In contrast to the above example, the E. coli genome consists of 5,000,000 bp of unique sequence. Again, plotting the % single stranded as a function of Cot, we observe a single sigmoidal curve confirming that the E coli genome reanneals as a single kinetic class.

Notice that the Cot curve has shifted to the right relative to the lambda Cot curve. The increase in Cot1/2 reflects the number of copies of the E coli genome in solution as compared to the lambda genome. Since the E coli genome is 2 orders of magnitude larger than the lambda genome, any given 500 bp fragment will be present at 100 x lower concentration in the E coli genome sample.

This can be illustrated by considering what happens when the DNA sample consists of equal mass amounts of the lambda and E coli genomes (each at 25 ug/ml)

The Cot curve now has two kinetic components,each comprising about 1/2 of the total DNA in the sample :a) one with a Cot1/2 of the lambda genome,b) one with a Cot1/2 of the E coli genome.

IN CASE OF EUKARYOTES :

Unlike most prokaryotes, the Cot curves of eukaryotic genomes are complex curves. Modeling based on bimolecular kinetics allows us to 'fit' the data to define three kinetic classes that differ in their repetition frequency in the genome.

a) The first class represents a small portion of the genome (typically 10% or so) but is very highly repeated (10,000s of copies). These are short highly clustered repeated sequences found at eukaryotic telomeres and centromeres. Dispersed copies of these simple sequence repeats are also common.
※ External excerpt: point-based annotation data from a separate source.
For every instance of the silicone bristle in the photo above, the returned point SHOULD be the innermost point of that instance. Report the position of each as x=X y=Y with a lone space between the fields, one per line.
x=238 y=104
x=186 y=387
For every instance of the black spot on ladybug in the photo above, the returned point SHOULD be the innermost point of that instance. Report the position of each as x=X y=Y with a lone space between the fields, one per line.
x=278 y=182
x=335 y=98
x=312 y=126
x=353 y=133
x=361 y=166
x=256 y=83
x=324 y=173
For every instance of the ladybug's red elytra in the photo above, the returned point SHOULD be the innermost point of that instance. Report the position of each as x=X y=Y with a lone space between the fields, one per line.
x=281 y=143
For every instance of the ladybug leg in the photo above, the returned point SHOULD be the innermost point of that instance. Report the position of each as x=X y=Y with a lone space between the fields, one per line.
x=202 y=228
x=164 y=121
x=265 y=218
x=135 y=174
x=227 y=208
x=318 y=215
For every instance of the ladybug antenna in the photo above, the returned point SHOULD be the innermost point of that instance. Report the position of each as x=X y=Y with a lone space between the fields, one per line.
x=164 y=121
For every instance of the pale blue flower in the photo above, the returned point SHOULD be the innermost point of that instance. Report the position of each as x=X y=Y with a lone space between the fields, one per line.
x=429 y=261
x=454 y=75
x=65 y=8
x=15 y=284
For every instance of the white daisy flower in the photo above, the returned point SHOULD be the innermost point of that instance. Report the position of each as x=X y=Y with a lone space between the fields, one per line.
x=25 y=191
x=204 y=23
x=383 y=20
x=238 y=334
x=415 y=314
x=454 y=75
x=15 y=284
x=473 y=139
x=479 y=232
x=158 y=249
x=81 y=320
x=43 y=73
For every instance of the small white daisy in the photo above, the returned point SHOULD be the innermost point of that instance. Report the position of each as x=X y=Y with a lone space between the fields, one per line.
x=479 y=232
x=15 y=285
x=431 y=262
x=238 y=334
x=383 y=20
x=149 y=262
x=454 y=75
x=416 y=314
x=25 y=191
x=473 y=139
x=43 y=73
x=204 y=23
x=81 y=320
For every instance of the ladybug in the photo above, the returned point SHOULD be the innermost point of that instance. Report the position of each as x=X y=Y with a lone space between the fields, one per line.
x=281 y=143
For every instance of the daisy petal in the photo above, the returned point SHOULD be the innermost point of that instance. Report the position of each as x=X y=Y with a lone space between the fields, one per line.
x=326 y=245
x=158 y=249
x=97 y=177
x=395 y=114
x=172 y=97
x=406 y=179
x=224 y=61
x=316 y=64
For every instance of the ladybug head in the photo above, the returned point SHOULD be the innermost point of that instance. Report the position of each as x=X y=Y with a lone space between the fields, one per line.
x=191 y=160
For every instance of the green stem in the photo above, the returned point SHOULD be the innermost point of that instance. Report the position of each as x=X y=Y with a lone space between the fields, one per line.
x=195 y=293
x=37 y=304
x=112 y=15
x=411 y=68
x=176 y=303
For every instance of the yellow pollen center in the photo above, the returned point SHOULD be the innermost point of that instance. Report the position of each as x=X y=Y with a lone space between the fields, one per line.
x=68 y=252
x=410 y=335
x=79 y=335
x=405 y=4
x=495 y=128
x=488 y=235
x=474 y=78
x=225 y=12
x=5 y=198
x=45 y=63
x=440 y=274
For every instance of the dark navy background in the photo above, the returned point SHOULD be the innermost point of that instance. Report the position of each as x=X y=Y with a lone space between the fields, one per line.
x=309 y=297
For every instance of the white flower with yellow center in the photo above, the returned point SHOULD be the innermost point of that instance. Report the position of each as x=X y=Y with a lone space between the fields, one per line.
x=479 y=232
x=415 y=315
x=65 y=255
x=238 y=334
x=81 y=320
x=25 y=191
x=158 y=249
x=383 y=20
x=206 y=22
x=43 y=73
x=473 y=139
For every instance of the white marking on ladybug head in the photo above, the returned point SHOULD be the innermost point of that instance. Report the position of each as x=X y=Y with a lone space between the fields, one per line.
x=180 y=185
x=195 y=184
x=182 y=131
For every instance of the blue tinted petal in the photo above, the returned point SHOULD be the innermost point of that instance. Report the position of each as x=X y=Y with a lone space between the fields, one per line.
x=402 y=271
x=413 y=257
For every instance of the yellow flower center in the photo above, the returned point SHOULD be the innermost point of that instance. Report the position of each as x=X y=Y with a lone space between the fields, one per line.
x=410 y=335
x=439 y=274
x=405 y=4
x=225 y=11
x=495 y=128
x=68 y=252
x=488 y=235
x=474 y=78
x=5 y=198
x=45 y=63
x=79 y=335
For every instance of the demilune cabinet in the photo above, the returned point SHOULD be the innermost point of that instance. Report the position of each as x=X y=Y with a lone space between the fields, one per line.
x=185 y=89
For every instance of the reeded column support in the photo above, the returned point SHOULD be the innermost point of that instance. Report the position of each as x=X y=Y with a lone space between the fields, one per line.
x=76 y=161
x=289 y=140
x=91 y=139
b) The second class is called moderately repetitive. This class contains longer sequences which are repeated 100s to 1000s of times in the genome. Ribosomal RNA genes, histone genes and a few others fit into this class. Another major component are the transposable elements - a class of sequence which has the capacity to replicate and move to new positions in the genome. The portion of the genome in this portion of the Cot curve varies widely.

c) The third kinetic class is the unique sequence of the genome. In this class we find most the protein coding sequences of the genome. This class typically contains the majority of the sequence in the eukaryotic genome.